In OTL the response of the Southern (at that time all white) electorate and the treatment of whiet unionists as well as former slaves outraged not only radicals but essentially all republicans
That was why Congress acted like it did
In otl Lincoln though no radical was a little a head of the mainstream.
He may well have acted as the radical congress did, but more effectively because exec and legislative power would clearly be togehter
Together to what effect though? I've already said that Lincoln would sign the Civil Rights and Freedmens Bureau Bills, rather than vetoing them as Johnson did. However, since both were later passed over Johnson's veto, even that only brings them into effect slightly sooner.
OTL, Radical Reconstruction got started in March 1867. Since the Black Codes were only enacted in late 1865, and the massacre in New Orleans was early 1866, Lincoln's support only starts it about a year earlier - hardly enough to make any dramatic difference to the curse of events.

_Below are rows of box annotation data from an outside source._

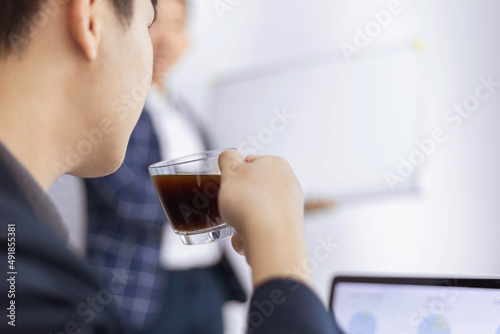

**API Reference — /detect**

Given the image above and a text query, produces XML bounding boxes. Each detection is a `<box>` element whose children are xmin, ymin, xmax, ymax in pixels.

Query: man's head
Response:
<box><xmin>151</xmin><ymin>0</ymin><xmax>188</xmax><ymax>81</ymax></box>
<box><xmin>0</xmin><ymin>0</ymin><xmax>156</xmax><ymax>184</ymax></box>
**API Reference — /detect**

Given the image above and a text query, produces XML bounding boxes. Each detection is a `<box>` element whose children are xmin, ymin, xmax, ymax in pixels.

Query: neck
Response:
<box><xmin>153</xmin><ymin>75</ymin><xmax>168</xmax><ymax>95</ymax></box>
<box><xmin>0</xmin><ymin>59</ymin><xmax>73</xmax><ymax>190</ymax></box>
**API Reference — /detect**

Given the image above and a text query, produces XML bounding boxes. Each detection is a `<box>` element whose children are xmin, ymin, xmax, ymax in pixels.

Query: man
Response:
<box><xmin>86</xmin><ymin>0</ymin><xmax>245</xmax><ymax>334</ymax></box>
<box><xmin>0</xmin><ymin>0</ymin><xmax>335</xmax><ymax>334</ymax></box>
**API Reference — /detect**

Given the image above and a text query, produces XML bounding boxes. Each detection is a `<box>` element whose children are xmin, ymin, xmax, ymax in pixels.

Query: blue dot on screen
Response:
<box><xmin>349</xmin><ymin>312</ymin><xmax>377</xmax><ymax>334</ymax></box>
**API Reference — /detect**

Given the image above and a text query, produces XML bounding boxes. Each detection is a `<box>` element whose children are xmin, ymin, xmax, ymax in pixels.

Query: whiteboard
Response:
<box><xmin>212</xmin><ymin>48</ymin><xmax>422</xmax><ymax>197</ymax></box>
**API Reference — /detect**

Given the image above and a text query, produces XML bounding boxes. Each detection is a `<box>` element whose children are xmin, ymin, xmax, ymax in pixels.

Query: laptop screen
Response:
<box><xmin>330</xmin><ymin>277</ymin><xmax>500</xmax><ymax>334</ymax></box>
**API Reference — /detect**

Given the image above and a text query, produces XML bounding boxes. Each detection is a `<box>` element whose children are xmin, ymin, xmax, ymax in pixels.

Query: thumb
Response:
<box><xmin>219</xmin><ymin>150</ymin><xmax>245</xmax><ymax>182</ymax></box>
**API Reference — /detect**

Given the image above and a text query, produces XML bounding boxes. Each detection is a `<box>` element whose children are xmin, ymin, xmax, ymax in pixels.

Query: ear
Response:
<box><xmin>69</xmin><ymin>0</ymin><xmax>103</xmax><ymax>61</ymax></box>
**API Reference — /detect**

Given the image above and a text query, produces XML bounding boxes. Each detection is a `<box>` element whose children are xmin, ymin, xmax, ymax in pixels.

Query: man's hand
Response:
<box><xmin>219</xmin><ymin>150</ymin><xmax>310</xmax><ymax>286</ymax></box>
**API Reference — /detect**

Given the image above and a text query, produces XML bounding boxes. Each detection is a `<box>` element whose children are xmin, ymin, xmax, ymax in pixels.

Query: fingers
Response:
<box><xmin>219</xmin><ymin>150</ymin><xmax>245</xmax><ymax>174</ymax></box>
<box><xmin>231</xmin><ymin>233</ymin><xmax>245</xmax><ymax>256</ymax></box>
<box><xmin>245</xmin><ymin>154</ymin><xmax>261</xmax><ymax>163</ymax></box>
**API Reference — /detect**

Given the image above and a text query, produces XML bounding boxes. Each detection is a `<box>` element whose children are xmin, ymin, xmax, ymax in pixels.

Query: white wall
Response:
<box><xmin>172</xmin><ymin>0</ymin><xmax>500</xmax><ymax>330</ymax></box>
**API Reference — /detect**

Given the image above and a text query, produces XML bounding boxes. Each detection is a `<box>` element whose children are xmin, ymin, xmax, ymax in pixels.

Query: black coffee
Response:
<box><xmin>152</xmin><ymin>174</ymin><xmax>223</xmax><ymax>232</ymax></box>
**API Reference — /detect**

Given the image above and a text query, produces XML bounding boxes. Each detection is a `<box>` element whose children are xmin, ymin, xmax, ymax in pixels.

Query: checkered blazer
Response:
<box><xmin>86</xmin><ymin>97</ymin><xmax>245</xmax><ymax>330</ymax></box>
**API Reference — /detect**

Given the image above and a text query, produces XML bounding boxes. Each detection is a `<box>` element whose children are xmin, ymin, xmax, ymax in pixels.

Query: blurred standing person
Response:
<box><xmin>86</xmin><ymin>0</ymin><xmax>245</xmax><ymax>334</ymax></box>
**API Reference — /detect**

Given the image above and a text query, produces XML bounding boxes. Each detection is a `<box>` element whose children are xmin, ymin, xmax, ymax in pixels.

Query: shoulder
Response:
<box><xmin>0</xmin><ymin>192</ymin><xmax>128</xmax><ymax>333</ymax></box>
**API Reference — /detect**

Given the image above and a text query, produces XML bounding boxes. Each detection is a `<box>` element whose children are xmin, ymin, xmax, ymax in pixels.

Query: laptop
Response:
<box><xmin>330</xmin><ymin>276</ymin><xmax>500</xmax><ymax>334</ymax></box>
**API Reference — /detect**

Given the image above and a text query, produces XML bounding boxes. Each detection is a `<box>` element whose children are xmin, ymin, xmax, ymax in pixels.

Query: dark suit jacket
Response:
<box><xmin>85</xmin><ymin>101</ymin><xmax>246</xmax><ymax>330</ymax></box>
<box><xmin>0</xmin><ymin>143</ymin><xmax>337</xmax><ymax>334</ymax></box>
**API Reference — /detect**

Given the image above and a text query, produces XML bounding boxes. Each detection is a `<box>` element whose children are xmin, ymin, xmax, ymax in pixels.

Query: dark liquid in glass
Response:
<box><xmin>152</xmin><ymin>174</ymin><xmax>223</xmax><ymax>232</ymax></box>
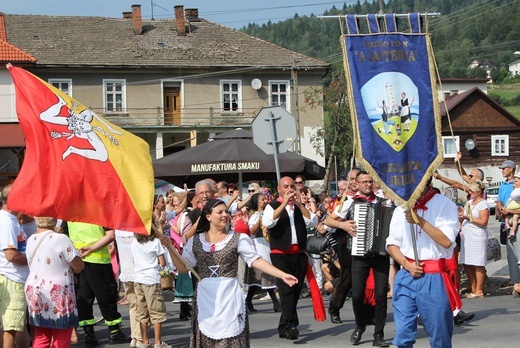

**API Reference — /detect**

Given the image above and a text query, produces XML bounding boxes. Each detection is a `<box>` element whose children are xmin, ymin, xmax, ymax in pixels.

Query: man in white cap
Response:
<box><xmin>495</xmin><ymin>160</ymin><xmax>520</xmax><ymax>285</ymax></box>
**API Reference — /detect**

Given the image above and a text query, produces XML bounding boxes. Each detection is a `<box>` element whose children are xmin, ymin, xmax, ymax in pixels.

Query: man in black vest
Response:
<box><xmin>262</xmin><ymin>177</ymin><xmax>318</xmax><ymax>340</ymax></box>
<box><xmin>347</xmin><ymin>171</ymin><xmax>390</xmax><ymax>347</ymax></box>
<box><xmin>325</xmin><ymin>169</ymin><xmax>359</xmax><ymax>324</ymax></box>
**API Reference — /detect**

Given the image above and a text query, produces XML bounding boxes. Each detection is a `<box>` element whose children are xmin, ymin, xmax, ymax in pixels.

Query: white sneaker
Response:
<box><xmin>153</xmin><ymin>342</ymin><xmax>172</xmax><ymax>348</ymax></box>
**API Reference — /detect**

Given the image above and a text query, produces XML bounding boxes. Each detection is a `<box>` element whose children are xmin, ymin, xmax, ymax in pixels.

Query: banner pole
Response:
<box><xmin>316</xmin><ymin>12</ymin><xmax>441</xmax><ymax>19</ymax></box>
<box><xmin>410</xmin><ymin>209</ymin><xmax>419</xmax><ymax>266</ymax></box>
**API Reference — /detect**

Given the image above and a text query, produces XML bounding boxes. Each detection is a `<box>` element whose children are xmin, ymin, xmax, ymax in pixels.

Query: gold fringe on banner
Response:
<box><xmin>340</xmin><ymin>14</ymin><xmax>444</xmax><ymax>209</ymax></box>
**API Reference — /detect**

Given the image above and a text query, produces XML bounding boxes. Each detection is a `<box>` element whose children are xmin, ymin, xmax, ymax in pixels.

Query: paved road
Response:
<box><xmin>90</xmin><ymin>216</ymin><xmax>520</xmax><ymax>348</ymax></box>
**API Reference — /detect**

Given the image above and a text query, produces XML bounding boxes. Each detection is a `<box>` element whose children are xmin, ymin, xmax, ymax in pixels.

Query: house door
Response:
<box><xmin>164</xmin><ymin>87</ymin><xmax>181</xmax><ymax>126</ymax></box>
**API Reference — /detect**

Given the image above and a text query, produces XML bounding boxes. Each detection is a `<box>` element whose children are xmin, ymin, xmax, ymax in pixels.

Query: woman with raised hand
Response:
<box><xmin>459</xmin><ymin>180</ymin><xmax>489</xmax><ymax>298</ymax></box>
<box><xmin>246</xmin><ymin>193</ymin><xmax>281</xmax><ymax>312</ymax></box>
<box><xmin>163</xmin><ymin>199</ymin><xmax>298</xmax><ymax>347</ymax></box>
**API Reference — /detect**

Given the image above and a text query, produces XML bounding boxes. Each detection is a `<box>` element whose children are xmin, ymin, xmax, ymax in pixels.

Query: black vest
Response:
<box><xmin>269</xmin><ymin>201</ymin><xmax>307</xmax><ymax>251</ymax></box>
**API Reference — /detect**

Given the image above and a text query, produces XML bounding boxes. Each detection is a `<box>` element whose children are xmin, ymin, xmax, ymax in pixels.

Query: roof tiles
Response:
<box><xmin>5</xmin><ymin>14</ymin><xmax>329</xmax><ymax>69</ymax></box>
<box><xmin>0</xmin><ymin>13</ymin><xmax>36</xmax><ymax>63</ymax></box>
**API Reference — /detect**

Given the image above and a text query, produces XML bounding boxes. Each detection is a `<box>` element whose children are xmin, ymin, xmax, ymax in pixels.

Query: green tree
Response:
<box><xmin>303</xmin><ymin>67</ymin><xmax>353</xmax><ymax>187</ymax></box>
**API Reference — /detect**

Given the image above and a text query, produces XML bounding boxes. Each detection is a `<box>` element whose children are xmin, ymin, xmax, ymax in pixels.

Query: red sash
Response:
<box><xmin>407</xmin><ymin>258</ymin><xmax>462</xmax><ymax>311</ymax></box>
<box><xmin>271</xmin><ymin>244</ymin><xmax>305</xmax><ymax>254</ymax></box>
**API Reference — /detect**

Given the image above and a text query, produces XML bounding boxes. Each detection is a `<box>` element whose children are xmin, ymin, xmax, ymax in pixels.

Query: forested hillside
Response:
<box><xmin>241</xmin><ymin>0</ymin><xmax>520</xmax><ymax>80</ymax></box>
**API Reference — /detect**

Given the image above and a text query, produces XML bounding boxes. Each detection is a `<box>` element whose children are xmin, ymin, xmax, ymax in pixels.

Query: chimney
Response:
<box><xmin>132</xmin><ymin>5</ymin><xmax>143</xmax><ymax>35</ymax></box>
<box><xmin>173</xmin><ymin>5</ymin><xmax>186</xmax><ymax>36</ymax></box>
<box><xmin>184</xmin><ymin>8</ymin><xmax>200</xmax><ymax>22</ymax></box>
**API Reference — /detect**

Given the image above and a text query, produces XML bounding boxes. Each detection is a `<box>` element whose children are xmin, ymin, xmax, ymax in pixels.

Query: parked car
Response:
<box><xmin>486</xmin><ymin>187</ymin><xmax>498</xmax><ymax>214</ymax></box>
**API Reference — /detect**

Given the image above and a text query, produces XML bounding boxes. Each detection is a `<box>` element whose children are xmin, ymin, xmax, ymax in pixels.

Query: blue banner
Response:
<box><xmin>342</xmin><ymin>17</ymin><xmax>442</xmax><ymax>203</ymax></box>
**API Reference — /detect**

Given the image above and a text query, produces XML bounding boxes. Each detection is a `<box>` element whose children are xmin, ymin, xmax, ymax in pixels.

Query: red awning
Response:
<box><xmin>0</xmin><ymin>123</ymin><xmax>25</xmax><ymax>148</ymax></box>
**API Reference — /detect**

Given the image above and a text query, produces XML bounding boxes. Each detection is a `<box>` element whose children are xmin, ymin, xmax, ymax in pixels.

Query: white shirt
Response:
<box><xmin>115</xmin><ymin>230</ymin><xmax>135</xmax><ymax>282</ymax></box>
<box><xmin>262</xmin><ymin>204</ymin><xmax>318</xmax><ymax>244</ymax></box>
<box><xmin>131</xmin><ymin>238</ymin><xmax>164</xmax><ymax>285</ymax></box>
<box><xmin>0</xmin><ymin>209</ymin><xmax>29</xmax><ymax>284</ymax></box>
<box><xmin>386</xmin><ymin>194</ymin><xmax>459</xmax><ymax>261</ymax></box>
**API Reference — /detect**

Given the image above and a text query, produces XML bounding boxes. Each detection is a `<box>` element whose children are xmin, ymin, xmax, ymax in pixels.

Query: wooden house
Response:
<box><xmin>436</xmin><ymin>87</ymin><xmax>520</xmax><ymax>192</ymax></box>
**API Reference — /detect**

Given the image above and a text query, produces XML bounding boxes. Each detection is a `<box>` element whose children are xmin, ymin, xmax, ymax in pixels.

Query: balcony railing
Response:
<box><xmin>92</xmin><ymin>107</ymin><xmax>260</xmax><ymax>127</ymax></box>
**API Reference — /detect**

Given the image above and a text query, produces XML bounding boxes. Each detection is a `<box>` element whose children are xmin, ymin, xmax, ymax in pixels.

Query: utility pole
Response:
<box><xmin>291</xmin><ymin>58</ymin><xmax>302</xmax><ymax>155</ymax></box>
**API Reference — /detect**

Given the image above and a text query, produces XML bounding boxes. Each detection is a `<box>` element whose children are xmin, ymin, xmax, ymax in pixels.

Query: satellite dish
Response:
<box><xmin>464</xmin><ymin>139</ymin><xmax>475</xmax><ymax>151</ymax></box>
<box><xmin>251</xmin><ymin>79</ymin><xmax>262</xmax><ymax>91</ymax></box>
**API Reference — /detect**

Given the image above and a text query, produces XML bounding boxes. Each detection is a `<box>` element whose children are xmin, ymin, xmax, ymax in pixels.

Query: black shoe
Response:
<box><xmin>350</xmin><ymin>326</ymin><xmax>366</xmax><ymax>345</ymax></box>
<box><xmin>247</xmin><ymin>303</ymin><xmax>258</xmax><ymax>312</ymax></box>
<box><xmin>329</xmin><ymin>313</ymin><xmax>343</xmax><ymax>324</ymax></box>
<box><xmin>329</xmin><ymin>308</ymin><xmax>343</xmax><ymax>324</ymax></box>
<box><xmin>108</xmin><ymin>330</ymin><xmax>132</xmax><ymax>344</ymax></box>
<box><xmin>300</xmin><ymin>289</ymin><xmax>311</xmax><ymax>298</ymax></box>
<box><xmin>83</xmin><ymin>325</ymin><xmax>99</xmax><ymax>348</ymax></box>
<box><xmin>179</xmin><ymin>313</ymin><xmax>191</xmax><ymax>321</ymax></box>
<box><xmin>372</xmin><ymin>335</ymin><xmax>388</xmax><ymax>347</ymax></box>
<box><xmin>287</xmin><ymin>326</ymin><xmax>300</xmax><ymax>340</ymax></box>
<box><xmin>453</xmin><ymin>311</ymin><xmax>475</xmax><ymax>325</ymax></box>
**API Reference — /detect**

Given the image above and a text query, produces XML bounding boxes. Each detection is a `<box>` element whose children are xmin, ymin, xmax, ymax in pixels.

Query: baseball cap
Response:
<box><xmin>498</xmin><ymin>160</ymin><xmax>516</xmax><ymax>169</ymax></box>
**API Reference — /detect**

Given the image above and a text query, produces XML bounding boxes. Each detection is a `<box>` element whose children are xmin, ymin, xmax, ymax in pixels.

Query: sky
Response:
<box><xmin>0</xmin><ymin>0</ymin><xmax>356</xmax><ymax>29</ymax></box>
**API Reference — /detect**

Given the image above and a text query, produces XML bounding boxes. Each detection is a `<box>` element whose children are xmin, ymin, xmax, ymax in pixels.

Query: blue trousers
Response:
<box><xmin>392</xmin><ymin>269</ymin><xmax>453</xmax><ymax>348</ymax></box>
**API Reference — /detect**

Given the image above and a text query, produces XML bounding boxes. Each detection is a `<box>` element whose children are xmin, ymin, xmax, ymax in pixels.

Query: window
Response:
<box><xmin>491</xmin><ymin>135</ymin><xmax>509</xmax><ymax>156</ymax></box>
<box><xmin>442</xmin><ymin>136</ymin><xmax>459</xmax><ymax>158</ymax></box>
<box><xmin>103</xmin><ymin>80</ymin><xmax>126</xmax><ymax>112</ymax></box>
<box><xmin>220</xmin><ymin>80</ymin><xmax>242</xmax><ymax>111</ymax></box>
<box><xmin>269</xmin><ymin>81</ymin><xmax>291</xmax><ymax>110</ymax></box>
<box><xmin>49</xmin><ymin>79</ymin><xmax>72</xmax><ymax>97</ymax></box>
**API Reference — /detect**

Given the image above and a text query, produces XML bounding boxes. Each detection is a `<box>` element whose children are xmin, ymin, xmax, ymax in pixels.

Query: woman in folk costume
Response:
<box><xmin>167</xmin><ymin>199</ymin><xmax>298</xmax><ymax>348</ymax></box>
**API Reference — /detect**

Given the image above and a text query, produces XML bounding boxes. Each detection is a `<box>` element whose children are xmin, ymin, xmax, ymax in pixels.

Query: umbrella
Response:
<box><xmin>153</xmin><ymin>129</ymin><xmax>325</xmax><ymax>186</ymax></box>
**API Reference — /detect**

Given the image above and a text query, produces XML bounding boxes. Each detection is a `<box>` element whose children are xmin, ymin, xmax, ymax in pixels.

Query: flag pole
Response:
<box><xmin>152</xmin><ymin>224</ymin><xmax>200</xmax><ymax>281</ymax></box>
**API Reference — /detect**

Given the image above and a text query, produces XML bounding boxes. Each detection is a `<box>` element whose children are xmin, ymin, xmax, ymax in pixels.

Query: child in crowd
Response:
<box><xmin>132</xmin><ymin>230</ymin><xmax>171</xmax><ymax>348</ymax></box>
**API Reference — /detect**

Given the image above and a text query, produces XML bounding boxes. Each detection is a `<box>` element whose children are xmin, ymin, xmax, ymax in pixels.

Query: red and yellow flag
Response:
<box><xmin>8</xmin><ymin>66</ymin><xmax>154</xmax><ymax>234</ymax></box>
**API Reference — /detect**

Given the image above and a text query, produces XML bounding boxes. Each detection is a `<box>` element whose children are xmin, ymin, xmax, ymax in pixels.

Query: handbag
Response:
<box><xmin>486</xmin><ymin>233</ymin><xmax>502</xmax><ymax>261</ymax></box>
<box><xmin>305</xmin><ymin>234</ymin><xmax>329</xmax><ymax>255</ymax></box>
<box><xmin>174</xmin><ymin>273</ymin><xmax>193</xmax><ymax>302</ymax></box>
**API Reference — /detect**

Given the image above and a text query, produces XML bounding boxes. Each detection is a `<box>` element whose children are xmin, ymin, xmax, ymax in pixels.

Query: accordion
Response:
<box><xmin>352</xmin><ymin>202</ymin><xmax>396</xmax><ymax>256</ymax></box>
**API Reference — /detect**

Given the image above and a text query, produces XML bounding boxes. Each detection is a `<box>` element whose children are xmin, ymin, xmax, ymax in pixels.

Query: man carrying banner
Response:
<box><xmin>386</xmin><ymin>181</ymin><xmax>460</xmax><ymax>348</ymax></box>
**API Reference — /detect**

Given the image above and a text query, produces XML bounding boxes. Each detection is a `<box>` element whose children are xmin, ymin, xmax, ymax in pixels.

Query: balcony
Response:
<box><xmin>96</xmin><ymin>107</ymin><xmax>260</xmax><ymax>128</ymax></box>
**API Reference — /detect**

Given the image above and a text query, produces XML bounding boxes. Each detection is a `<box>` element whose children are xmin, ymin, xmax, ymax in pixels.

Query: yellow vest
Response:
<box><xmin>67</xmin><ymin>222</ymin><xmax>110</xmax><ymax>264</ymax></box>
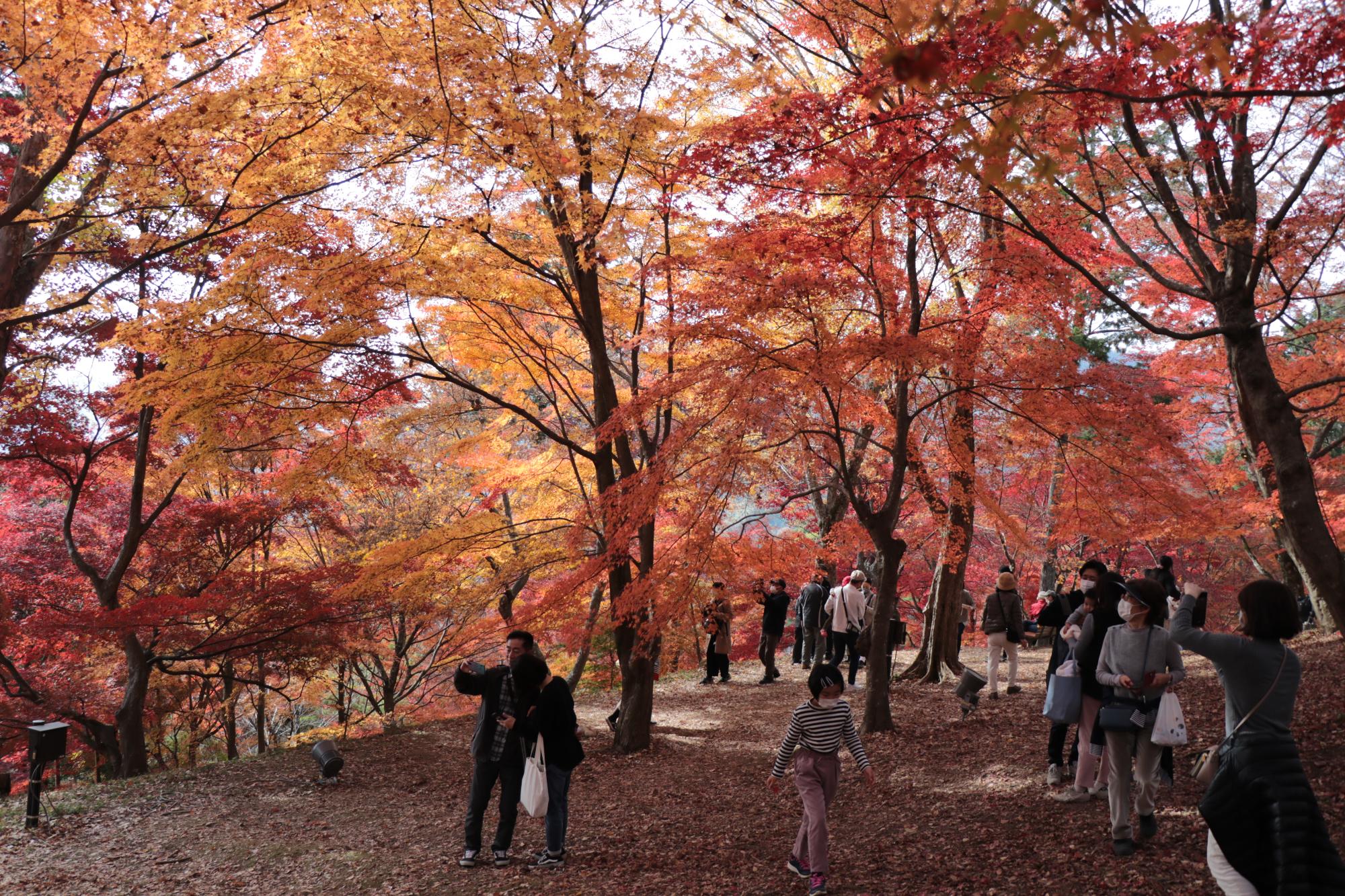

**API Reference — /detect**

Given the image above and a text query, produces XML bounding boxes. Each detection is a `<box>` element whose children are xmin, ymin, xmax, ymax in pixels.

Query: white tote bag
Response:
<box><xmin>1151</xmin><ymin>690</ymin><xmax>1186</xmax><ymax>747</ymax></box>
<box><xmin>518</xmin><ymin>735</ymin><xmax>547</xmax><ymax>818</ymax></box>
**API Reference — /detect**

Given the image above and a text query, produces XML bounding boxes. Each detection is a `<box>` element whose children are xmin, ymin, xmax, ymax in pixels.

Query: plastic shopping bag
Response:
<box><xmin>518</xmin><ymin>736</ymin><xmax>547</xmax><ymax>818</ymax></box>
<box><xmin>1153</xmin><ymin>690</ymin><xmax>1186</xmax><ymax>747</ymax></box>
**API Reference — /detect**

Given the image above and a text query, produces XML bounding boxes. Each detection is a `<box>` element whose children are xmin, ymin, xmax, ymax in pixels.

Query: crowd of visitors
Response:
<box><xmin>453</xmin><ymin>557</ymin><xmax>1345</xmax><ymax>896</ymax></box>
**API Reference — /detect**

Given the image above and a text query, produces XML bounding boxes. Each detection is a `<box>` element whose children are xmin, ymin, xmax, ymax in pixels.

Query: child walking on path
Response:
<box><xmin>767</xmin><ymin>663</ymin><xmax>873</xmax><ymax>896</ymax></box>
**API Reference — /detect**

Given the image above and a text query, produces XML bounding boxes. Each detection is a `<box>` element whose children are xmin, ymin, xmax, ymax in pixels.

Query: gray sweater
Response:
<box><xmin>1171</xmin><ymin>595</ymin><xmax>1303</xmax><ymax>735</ymax></box>
<box><xmin>981</xmin><ymin>591</ymin><xmax>1022</xmax><ymax>638</ymax></box>
<box><xmin>1098</xmin><ymin>626</ymin><xmax>1186</xmax><ymax>700</ymax></box>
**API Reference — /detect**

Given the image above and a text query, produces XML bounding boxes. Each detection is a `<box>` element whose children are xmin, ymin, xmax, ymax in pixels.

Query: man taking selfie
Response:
<box><xmin>453</xmin><ymin>631</ymin><xmax>533</xmax><ymax>868</ymax></box>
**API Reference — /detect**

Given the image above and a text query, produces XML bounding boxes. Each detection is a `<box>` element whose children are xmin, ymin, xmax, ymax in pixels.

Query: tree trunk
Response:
<box><xmin>117</xmin><ymin>631</ymin><xmax>149</xmax><ymax>778</ymax></box>
<box><xmin>1041</xmin><ymin>436</ymin><xmax>1068</xmax><ymax>591</ymax></box>
<box><xmin>565</xmin><ymin>584</ymin><xmax>603</xmax><ymax>686</ymax></box>
<box><xmin>1217</xmin><ymin>313</ymin><xmax>1345</xmax><ymax>631</ymax></box>
<box><xmin>612</xmin><ymin>520</ymin><xmax>660</xmax><ymax>754</ymax></box>
<box><xmin>221</xmin><ymin>659</ymin><xmax>238</xmax><ymax>759</ymax></box>
<box><xmin>902</xmin><ymin>489</ymin><xmax>975</xmax><ymax>685</ymax></box>
<box><xmin>257</xmin><ymin>654</ymin><xmax>266</xmax><ymax>755</ymax></box>
<box><xmin>863</xmin><ymin>532</ymin><xmax>907</xmax><ymax>733</ymax></box>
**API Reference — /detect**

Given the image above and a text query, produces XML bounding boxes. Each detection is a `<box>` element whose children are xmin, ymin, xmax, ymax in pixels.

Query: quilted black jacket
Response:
<box><xmin>1200</xmin><ymin>732</ymin><xmax>1345</xmax><ymax>896</ymax></box>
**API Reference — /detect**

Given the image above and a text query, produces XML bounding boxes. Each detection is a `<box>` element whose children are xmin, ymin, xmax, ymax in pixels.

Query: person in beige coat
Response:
<box><xmin>701</xmin><ymin>581</ymin><xmax>733</xmax><ymax>685</ymax></box>
<box><xmin>826</xmin><ymin>569</ymin><xmax>868</xmax><ymax>685</ymax></box>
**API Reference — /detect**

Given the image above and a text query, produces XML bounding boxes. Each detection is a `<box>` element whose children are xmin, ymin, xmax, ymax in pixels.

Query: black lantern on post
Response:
<box><xmin>313</xmin><ymin>740</ymin><xmax>346</xmax><ymax>782</ymax></box>
<box><xmin>23</xmin><ymin>719</ymin><xmax>70</xmax><ymax>827</ymax></box>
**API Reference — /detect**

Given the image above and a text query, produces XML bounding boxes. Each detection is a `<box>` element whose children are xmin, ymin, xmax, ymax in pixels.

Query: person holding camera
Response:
<box><xmin>701</xmin><ymin>581</ymin><xmax>733</xmax><ymax>685</ymax></box>
<box><xmin>753</xmin><ymin>579</ymin><xmax>790</xmax><ymax>685</ymax></box>
<box><xmin>453</xmin><ymin>631</ymin><xmax>534</xmax><ymax>868</ymax></box>
<box><xmin>1171</xmin><ymin>579</ymin><xmax>1345</xmax><ymax>896</ymax></box>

I take your point about Lincoln being in the middle of the Republican Party. Notice, though, that Republicans soon lost interest in getting tough with the South. The political disabilities imposed by Sec 3 of the 14th Amendment could be lifted only by a two-thirds vote in both houses of Congress, yet by 1872, though both Houses were still solidly Republican, these disqualifications
were lifted from all but a handful of ex-Rebs. Mainstream Republicans continued to pay lip service to the Freedmen's rights, but at the end of the day, reconciliation (ie between the
white communities on both sides) was seen as a higher priority. And there is nothing in Lincoln's (thoroughly mainstream) record to suggest that he would not have shared this view. In any case, he will only be in the White House till 1869, after which he is merely a spectator, though a popular one.
Could I recommend William C Harris,
Lincoln's Last Months and
With Charity For all; Lincoln and the Restoration of the Union for some good discusssion of his attitudes at the end of the war?